If justice is done, James Mangold’s “Ford v Ferrari” will soon make history as the first of more than one hundred movies about the sport of auto racing to be nominated for Best Picture at the Academy Awards. It’s not that Oscar has been unkind to racing movies, it’s that “FvF” is the first one that deserves to be included.
I was an auto racing executive in the late Sixties to the mid-Seventies and knew some of the people involved in the 1966 24 Hours of Le Mans that is the focus of Mangold’s movie, and it gets the tone, period and competitive nature of the drivers right. It also does justice to the relationship between car designer Carroll Shelby (Matt Damon) and British-American driver Ken Miles (Christian Bale) who are the center of the story.
A close friend and former associate of mine named Bob Thomas knew both men very well and in a recent exchange of emails, he said “FvF” left him in tears.
“I can’t possibly do a critique of the movie, except to comment that it did bridge the gap for audiences — between those who knew the players and those who didn’t. So, I wouldn’t categorize or minimize it as a motorsports movie. If I did, however, I would rank it No. 1 among them. More, though, it was a people film, or something to reach everybody.”
It was not only possible for Thomas to critique the movie, he nailed its appeal as succinctly as anyone. “FvF” manages to balance its human elements, the relationship between Shelby and Miles and the rivalry between Henry Ford II and Enzo Ferrari, with its technical elements, the development of the Ford GT-40 and the race itself, in a way that leaves no one out.
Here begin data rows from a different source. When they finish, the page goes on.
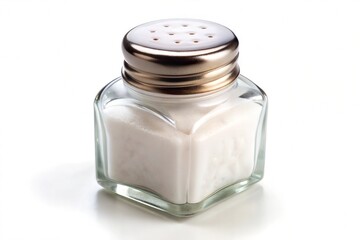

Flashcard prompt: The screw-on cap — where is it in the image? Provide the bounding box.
[122,19,240,94]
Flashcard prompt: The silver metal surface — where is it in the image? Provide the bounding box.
[122,19,240,94]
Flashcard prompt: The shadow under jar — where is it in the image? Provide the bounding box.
[94,19,267,216]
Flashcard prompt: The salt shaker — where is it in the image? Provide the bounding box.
[94,19,267,216]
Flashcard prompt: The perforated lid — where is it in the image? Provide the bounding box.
[122,19,240,94]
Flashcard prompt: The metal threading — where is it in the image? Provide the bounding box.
[122,19,240,94]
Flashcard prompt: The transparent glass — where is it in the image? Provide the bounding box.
[94,75,267,216]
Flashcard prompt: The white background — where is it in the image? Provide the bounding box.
[0,0,360,240]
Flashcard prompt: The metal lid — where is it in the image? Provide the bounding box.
[122,19,240,94]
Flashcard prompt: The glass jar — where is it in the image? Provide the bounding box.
[94,19,267,216]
Getting my wife to watch a sports action movie with me is usually as successful as getting her to watch a soccer match with me, and when I told her ‘”FvF” was about the 24 Hours of Le Mans, she worried that it might feel as long as the race. But she did go with me and came away saying it felt shorter than its two and half hours.
For a piece I wrote for the L.A. Times before I saw “FvF,” I went back and watched more than a dozen of the higher profile race movies and it was a slog. Despite the A-list casting of films like “Winning” (Paul Newman), “Le Mans” (Steve McQueen), “Grand Prix” (James Garner), “Red Line 7000” (James Caan) and “Days of Thunder” (Tom Cruise), they made the common mistakes of mythologizing drivers and exaggerating the violence of racing.
I knew a lot of drivers from the period of “FvF” and there were no mythic auras around any of them. They didn’t talk about death, they didn’t think about death, they thought only of winning, yet in just about every auto racing movie, you sense the Grim Reaper around every turn. And the most abused cliché of these movies has been the love triangle, two racers risking their lives for the love of a woman. Most of the drivers I knew had families and only worried about beating their rivals for a trophy and prize money.
There are a couple of comically broad scenes in Mangold’s movie that made both Thomas and I cringe, but which are big moments of comic relief for audiences. They were only grating to me because they are false notes in a true story. But I niggle. “FvF” is an exceptional movie and one that should take a spot on the coming Oscar ballot.